At times of trouble, people have always turned to ritual for consolation. Which explains, perhaps, why many of us have found ourselves over the past year and a half drawn to quietly contemplative scents, at the polar opposite end of the perfume spectrum from shoulderpads-in-a-bottle or va-va-voom, ready-to-party fragrances. These blends – in the form of perfume oils – instead offer moments of meditation that stay close to the skin. This style of perfumery dates back to the 1500s and the Mughal emperors of India.
These are intense and concentrated scents – but you’d be wrong to assume that these will announce your presence at 20 paces. ‘Attars don’t necessarily land on the skin with an impactful whomp, as an eau de parfum might,’ says perfumer Nancy Meiland, whose recently-launched GAIA attar has proved a huge hit. ‘They tend to be worn closely and mingle on your skin in warm “nuzzles” that you pick up throughout the day.’ The diffusion of these scents is hushed, whispering intriguingly yet also lingering for longer. ‘They tend to be worn closely and mingle on your skin, giving off warm “nuzzles” that you pick up throughout the day.’
As trend forecaster and fragrance writer for wewerperfume.com Amanda Carr observes, though we’re only just (re)discovering them here, attars are still used in very practical ways in India:
‘Attars are used by the Muslim population in India a little like a wellness boost, and the perfumeries I visited were bustling with families buying their season scents to uplift their health and emotional happiness, also unlike an eau de parfum there is no alcohol to worry about. There are traditional guidelines as to when you wear particular botanicals, cooling vetiver for the hot summer days, along with jasmine and rose, with saffron used during the chiller months for its warming properties. The instore perfumers often gave advice – a bit like a pharmacist – as to which botanical attar could help with a particular malaise.’
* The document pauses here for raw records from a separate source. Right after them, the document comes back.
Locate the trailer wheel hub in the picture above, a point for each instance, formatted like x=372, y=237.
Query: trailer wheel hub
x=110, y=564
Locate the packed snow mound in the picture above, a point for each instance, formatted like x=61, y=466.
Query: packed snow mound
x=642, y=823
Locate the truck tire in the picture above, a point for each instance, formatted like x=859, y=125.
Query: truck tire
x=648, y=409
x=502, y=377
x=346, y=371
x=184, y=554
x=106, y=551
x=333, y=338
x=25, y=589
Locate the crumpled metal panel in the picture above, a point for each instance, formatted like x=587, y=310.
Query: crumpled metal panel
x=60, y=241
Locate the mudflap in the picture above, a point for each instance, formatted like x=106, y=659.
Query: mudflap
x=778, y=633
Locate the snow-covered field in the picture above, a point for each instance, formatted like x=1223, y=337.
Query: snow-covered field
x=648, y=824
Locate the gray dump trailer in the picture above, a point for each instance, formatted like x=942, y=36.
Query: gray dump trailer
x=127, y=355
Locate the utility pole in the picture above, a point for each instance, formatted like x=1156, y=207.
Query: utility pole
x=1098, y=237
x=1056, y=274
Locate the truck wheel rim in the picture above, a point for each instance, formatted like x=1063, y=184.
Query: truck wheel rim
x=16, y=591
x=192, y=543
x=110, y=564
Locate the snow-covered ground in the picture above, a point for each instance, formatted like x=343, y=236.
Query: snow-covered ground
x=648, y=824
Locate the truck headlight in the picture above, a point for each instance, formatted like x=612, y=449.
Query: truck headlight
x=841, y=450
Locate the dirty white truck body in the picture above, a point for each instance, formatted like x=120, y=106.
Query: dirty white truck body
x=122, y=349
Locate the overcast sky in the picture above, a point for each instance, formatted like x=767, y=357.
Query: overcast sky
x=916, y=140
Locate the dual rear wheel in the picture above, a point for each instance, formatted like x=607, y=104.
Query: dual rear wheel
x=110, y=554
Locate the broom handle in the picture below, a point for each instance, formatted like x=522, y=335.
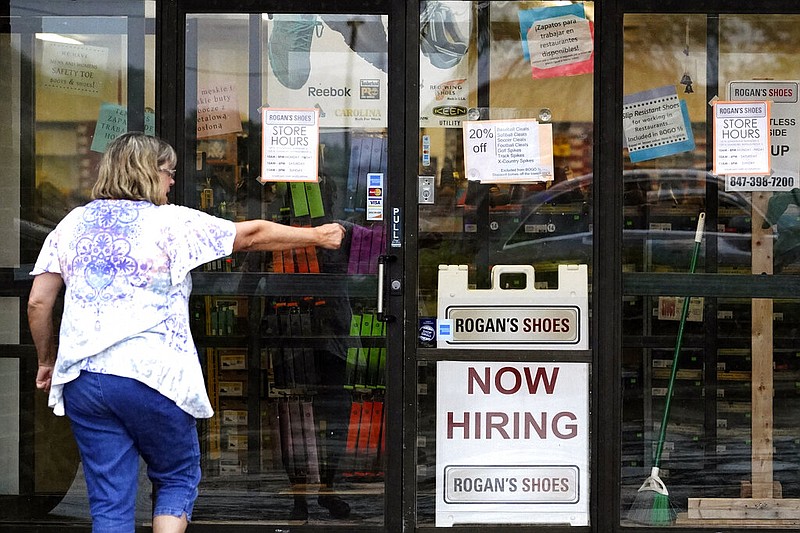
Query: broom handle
x=698, y=237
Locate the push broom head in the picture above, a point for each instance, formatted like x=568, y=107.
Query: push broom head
x=652, y=506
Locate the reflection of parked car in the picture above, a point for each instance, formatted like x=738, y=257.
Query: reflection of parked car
x=661, y=208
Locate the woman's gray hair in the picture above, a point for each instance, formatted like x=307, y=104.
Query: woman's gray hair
x=129, y=169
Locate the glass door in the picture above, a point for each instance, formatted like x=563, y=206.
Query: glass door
x=286, y=120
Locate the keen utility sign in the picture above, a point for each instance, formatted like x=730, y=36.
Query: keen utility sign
x=520, y=317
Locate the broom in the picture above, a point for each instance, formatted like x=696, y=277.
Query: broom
x=652, y=506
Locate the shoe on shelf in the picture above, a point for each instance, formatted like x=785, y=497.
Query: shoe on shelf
x=337, y=507
x=441, y=40
x=289, y=48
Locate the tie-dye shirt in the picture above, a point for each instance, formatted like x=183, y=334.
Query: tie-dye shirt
x=126, y=266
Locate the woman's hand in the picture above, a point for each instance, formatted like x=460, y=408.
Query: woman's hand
x=330, y=235
x=44, y=377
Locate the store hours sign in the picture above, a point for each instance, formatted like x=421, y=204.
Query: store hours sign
x=512, y=443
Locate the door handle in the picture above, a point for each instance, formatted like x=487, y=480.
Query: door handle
x=382, y=260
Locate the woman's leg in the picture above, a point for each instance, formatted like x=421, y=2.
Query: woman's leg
x=109, y=457
x=166, y=438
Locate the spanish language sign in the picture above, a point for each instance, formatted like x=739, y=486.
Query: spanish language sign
x=656, y=124
x=741, y=138
x=508, y=151
x=784, y=134
x=113, y=122
x=558, y=41
x=512, y=443
x=289, y=144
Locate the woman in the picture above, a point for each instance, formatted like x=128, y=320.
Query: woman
x=126, y=373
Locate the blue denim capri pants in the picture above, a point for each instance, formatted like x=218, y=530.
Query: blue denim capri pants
x=116, y=419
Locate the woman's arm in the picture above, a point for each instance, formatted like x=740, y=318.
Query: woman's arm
x=263, y=235
x=41, y=302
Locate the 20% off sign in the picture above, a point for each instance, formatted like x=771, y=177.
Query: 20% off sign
x=508, y=151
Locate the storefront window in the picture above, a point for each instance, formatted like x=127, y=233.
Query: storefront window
x=293, y=343
x=505, y=196
x=709, y=383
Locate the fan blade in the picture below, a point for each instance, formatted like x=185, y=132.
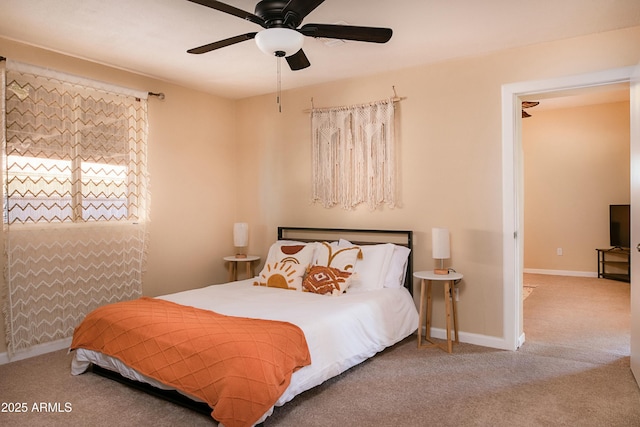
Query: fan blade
x=296, y=10
x=222, y=7
x=298, y=61
x=348, y=32
x=222, y=43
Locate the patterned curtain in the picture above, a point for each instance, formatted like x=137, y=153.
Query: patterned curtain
x=75, y=200
x=353, y=155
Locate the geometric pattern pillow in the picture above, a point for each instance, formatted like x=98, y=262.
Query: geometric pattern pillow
x=284, y=275
x=326, y=280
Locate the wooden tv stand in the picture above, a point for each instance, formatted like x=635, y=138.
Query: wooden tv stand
x=615, y=264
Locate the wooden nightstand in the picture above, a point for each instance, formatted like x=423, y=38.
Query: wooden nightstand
x=233, y=265
x=451, y=308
Nancy explains that she felt ‘intuitively drawn’ to creating her first attar during the early days of the pandemic. ‘GAIA’s ultra-soothing concentrated blend of Calabrian bergamot, nutmeg and jasmine sambac is centred around blue lotus absolute, which traditionally is seen as “a flower that can open your mind and is powerfully protective during times of transformation.”’
So why now this plethora of perfume oils and attars making their way onto centre stage for the Western market, you may wonder? Nancy asserts it’s quite simple, really; saying [in troubled times]:
‘…we want more magic not less. It’s about working closely with the plants and flower essences and getting to know their properties and benefits. Then combining them so that they don’t crush each other while enhancing each other’s odour profile – the individual notes should sing out in their fullness and create a harmony of scent. There is an alchemy to an attar that works with nature…’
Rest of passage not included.